DATA SOURCE: CREDITCARDS.COM.

You can't help but notice that many of the above expenses are extremely run-of-the-mill. In an age when cellphones are no longer a luxury but a virtual necessity, you'd think more adults would manage to budget for them. But, apparently, a large chunk of grown-ups rely on their parents to remain reachable on the go. The same holds true for transportation, rent, and utilities -- things that adults should expect to have to pay for. The fact that so many depend on their parents to cover these costs paints a sad (and, frankly, lazy) picture.

Why parents feel compelled to help out

So why don't more parents insist that their adult kids pay their own way through life? Part of it boils down to that nurturing instinct that doesn't automatically disappear once one's children reach a certain age. Part of it also boils down to guilt.

It's not a secret that young adults today are worse off financially than their parents were at the same age. In fact, a study earlier this year revealed that younger workers earn $10,000 less, on average, than workers the same age did back in 1989. Furthermore, younger workers today have a cumulative net worth that's estimated at just half of what baby boomers (meaning, their parents) managed to acquire in their 20s and 30s -- a fact that countless parents obviously feel a need to compensate for.

And let's not forget that more young adults today have high levels of student debt than in years past -- debt that obviously impacts their cash flow and limits their ability to meet certain financial goals. Still, that doesn't justify the practice of parents heavily subsidizing their adult children's lifestyles, so if you've fallen into that habit, it's time to change your ways, before your own finances suffer.

The danger of supporting adult children

If you're a wealthy 40-, 50-, or 60-something with plenty of money set aside for retirement, then by all means continue throwing some cash your children's way. But most parents with adult kids aren't in that position. Quite the contrary -- most older workers are glaringly behind on building their nest eggs. The median savings balance among households nearing retirement is a mere $17,000 -- hardly enough to live off for what could be a 20-year retirement or more. If your savings aren't great, then you should realize that every dollar you give to your children is a dollar you won't have when you need it.

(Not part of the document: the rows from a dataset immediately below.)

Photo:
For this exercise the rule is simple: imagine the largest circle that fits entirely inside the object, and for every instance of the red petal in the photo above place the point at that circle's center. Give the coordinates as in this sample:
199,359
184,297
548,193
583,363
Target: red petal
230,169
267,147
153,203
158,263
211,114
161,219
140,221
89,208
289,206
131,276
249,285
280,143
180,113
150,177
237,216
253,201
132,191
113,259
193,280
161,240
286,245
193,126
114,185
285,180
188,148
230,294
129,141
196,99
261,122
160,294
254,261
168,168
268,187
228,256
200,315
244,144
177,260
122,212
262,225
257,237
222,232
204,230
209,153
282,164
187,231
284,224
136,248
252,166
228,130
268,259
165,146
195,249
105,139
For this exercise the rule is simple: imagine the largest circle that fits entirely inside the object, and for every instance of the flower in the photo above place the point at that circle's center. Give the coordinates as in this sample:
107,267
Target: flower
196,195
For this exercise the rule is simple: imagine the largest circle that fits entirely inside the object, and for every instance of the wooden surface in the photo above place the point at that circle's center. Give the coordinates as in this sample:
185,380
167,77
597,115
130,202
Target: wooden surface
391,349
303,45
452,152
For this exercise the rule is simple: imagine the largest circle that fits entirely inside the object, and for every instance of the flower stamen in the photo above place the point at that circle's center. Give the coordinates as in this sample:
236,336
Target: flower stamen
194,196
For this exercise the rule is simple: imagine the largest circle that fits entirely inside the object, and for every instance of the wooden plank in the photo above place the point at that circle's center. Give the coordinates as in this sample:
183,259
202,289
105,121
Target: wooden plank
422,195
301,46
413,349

And it's not just the money itself you're losing out on; it's also the growth that money might achieve. Let's say you currently give your adults kids $500 a month toward their living expenses and do so for a decade. If you were to put that money into an IRA or 401(k) instead and invest it at an average annual 6% return, you'd be sitting on an extra $79,000 in retirement income after 10 years.

Remember, your adult kids have the bulk of their careers ahead of them to earn money and improve their financial picture, whereas you might have a mere decade or less to pad your savings in time for retirement. So rather than continue to fund their existence, it's time to be a little selfish and focus on your own needs. The more your grown kids come to regard you as a financial safety net of sorts, the less responsible they'll be in managing their own money. You'll be doing both yourself and your children a favor by putting an end to what's clearly an unhealthy pattern for everyone involved.